Watkins wants the Canadian government to say an unambiguous No to the
NMD. "It's the first big test of the government's foreign policy since
Mr. Axworthy left the Cabinet. The world will judge us badly if we get this one wrong."
Russian President Vladimir Putin has come to Canada to warn that the NMD
will undermine the global commitment to prevent nuclear proliferation.

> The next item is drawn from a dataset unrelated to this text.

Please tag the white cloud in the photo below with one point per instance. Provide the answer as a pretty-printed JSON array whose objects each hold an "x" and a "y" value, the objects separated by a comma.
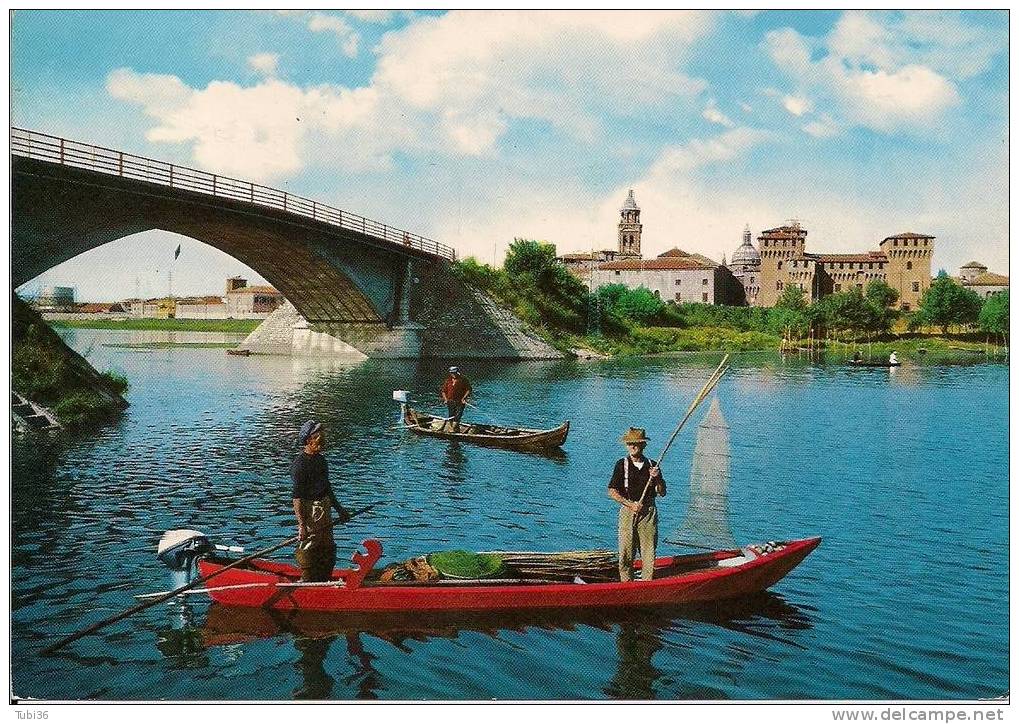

Karl Grossman, an award-winning American investigative journalist,
speaking in Toronto in October, hailed Canada as a world leader at the
United Nations in seeking to ban weapons from space. He warned against
U.S. plans for space. "Being an empire, being drunk with power, that is
what I'm sorry to say my country is involved in". Grossman, who is also
Professor of Journalism at the State University of New York, says the
United States "desperately needs guidance and pressure from Canada to do
the right thing".
The Committee Against the NMD includes representatives from Science for
Peace, Greenpeace, Voice of Women, Physicians for Global Survival,
Lawyers for Social Responsibility, Peacefund and other peace organizations.